As with allergy shots, developing a permanent immunity can be a matter of 3–5 years.

So no, this isn’t an overnight fix, but it sure beats those weekly treks to the shot shop.

It’s called a sublingual (sub=under, lingua= tongue) treatment.  The area under your tongue is exceptionally rich in receptor and transmitter cells.  They speed whatever finds its way there on to the intended destination.

European medicine has known this for centuries.  These meds have been available there and in Canada for years.

Our ever slow FDA has finally read the memo.

Not a cure-all, not yet

Two of the approved medicines take on different kinds of grass pollen.  One works against five kinds of northern grass pollen.  Another tackles only timothy grass pollen.  The third is for short ragweed.

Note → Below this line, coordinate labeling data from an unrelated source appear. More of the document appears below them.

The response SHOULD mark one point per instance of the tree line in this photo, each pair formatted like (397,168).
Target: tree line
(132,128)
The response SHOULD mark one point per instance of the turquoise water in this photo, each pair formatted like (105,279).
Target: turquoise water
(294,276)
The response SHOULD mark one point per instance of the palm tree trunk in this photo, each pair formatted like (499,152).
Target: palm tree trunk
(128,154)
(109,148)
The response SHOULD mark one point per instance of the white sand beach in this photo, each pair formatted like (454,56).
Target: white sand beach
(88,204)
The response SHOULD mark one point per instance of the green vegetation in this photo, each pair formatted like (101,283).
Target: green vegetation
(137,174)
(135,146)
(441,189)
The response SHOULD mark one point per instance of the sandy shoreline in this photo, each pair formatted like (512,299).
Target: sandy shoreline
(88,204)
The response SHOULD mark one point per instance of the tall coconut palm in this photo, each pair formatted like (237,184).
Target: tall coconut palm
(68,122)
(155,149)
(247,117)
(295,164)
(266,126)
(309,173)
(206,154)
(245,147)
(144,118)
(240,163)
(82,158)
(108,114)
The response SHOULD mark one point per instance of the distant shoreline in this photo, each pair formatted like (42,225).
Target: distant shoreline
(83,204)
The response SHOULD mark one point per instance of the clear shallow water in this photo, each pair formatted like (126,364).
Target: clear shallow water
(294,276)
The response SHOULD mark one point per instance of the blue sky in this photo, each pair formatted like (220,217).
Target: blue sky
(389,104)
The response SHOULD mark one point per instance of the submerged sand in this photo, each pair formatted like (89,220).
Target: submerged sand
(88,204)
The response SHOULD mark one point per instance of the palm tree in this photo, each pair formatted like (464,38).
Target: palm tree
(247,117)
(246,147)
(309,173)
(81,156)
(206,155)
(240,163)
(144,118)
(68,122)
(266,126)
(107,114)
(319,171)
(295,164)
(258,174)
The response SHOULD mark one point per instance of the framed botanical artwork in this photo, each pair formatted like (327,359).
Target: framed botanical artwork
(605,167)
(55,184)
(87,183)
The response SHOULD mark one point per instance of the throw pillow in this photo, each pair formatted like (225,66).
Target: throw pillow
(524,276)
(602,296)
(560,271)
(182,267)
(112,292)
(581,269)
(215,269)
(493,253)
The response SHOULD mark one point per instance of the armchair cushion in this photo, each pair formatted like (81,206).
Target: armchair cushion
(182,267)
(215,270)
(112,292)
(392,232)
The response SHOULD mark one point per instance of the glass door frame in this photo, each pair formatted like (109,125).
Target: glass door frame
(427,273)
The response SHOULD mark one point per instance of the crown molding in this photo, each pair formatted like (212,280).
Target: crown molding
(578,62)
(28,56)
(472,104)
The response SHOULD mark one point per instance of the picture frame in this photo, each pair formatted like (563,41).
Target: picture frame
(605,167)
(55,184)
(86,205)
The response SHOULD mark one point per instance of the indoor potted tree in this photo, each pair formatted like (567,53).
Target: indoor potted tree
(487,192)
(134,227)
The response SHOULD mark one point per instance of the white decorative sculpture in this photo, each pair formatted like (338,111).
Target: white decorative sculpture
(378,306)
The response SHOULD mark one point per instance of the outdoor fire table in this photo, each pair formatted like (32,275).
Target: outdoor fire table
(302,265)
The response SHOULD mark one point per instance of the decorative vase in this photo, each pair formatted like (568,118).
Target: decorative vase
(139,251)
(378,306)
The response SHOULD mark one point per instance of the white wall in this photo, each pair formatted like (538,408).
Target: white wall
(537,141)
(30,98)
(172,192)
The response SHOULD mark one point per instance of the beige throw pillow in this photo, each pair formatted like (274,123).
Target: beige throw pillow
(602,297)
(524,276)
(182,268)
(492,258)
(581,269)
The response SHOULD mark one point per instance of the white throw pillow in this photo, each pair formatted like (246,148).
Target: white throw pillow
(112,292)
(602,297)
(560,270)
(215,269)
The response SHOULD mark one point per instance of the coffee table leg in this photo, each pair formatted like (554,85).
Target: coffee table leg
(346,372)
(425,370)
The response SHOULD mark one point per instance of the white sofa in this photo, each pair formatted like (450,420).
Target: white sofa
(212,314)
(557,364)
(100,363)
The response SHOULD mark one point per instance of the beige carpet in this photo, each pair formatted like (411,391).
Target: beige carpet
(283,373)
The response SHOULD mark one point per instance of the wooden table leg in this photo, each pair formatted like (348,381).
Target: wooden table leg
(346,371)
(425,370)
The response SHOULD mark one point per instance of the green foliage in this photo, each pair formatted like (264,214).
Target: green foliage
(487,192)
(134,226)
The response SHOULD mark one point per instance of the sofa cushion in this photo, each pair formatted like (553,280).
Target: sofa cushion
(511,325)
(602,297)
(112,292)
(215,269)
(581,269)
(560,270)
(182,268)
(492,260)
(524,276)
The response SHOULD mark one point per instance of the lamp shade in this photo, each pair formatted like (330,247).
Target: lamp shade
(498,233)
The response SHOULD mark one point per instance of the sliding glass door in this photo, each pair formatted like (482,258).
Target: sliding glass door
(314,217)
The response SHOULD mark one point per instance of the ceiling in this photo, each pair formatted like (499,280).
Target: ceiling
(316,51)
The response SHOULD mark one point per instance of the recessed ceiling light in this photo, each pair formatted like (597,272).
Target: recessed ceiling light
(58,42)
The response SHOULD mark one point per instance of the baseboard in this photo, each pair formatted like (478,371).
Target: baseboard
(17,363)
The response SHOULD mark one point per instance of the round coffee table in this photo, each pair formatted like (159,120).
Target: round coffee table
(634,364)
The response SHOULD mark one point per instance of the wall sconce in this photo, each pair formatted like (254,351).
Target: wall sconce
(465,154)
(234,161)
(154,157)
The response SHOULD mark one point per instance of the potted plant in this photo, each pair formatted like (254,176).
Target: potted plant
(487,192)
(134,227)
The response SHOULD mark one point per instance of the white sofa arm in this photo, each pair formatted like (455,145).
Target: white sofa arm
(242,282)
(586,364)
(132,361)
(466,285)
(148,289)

If those are your allergies, you take the first dose in your doctor’s office, where you’re watched for a possible severe reaction for at least 30 minutes.  After that first dose, it’s DIY at home.

Side effects are a bit uncomfortable or annoying, at worst. You’re going to have a mild allergic reaction, so expect sniffling, sneezy, watery eyes, and whatever else it is that that’s part of your normal allergic reaction.

When you should begin the sublingual treatments depends, as always, on your sensitivity.  Some makers recommend starting 2–4 months before allergy season, some say you can wait until the season is closer.  How you end up will depend on what you learn as you go.

Unsuffer the children

This is an especially important breakthrough for allergic children who tend be especially averse to needles.

If you’re allergic, ask your doctor about the sublingual tablets.  If you have allergic kids or grandkids, spread the news.

And let’s all shout out a thank you to the dedicated searchers and researchers who have made this serious game-changer available.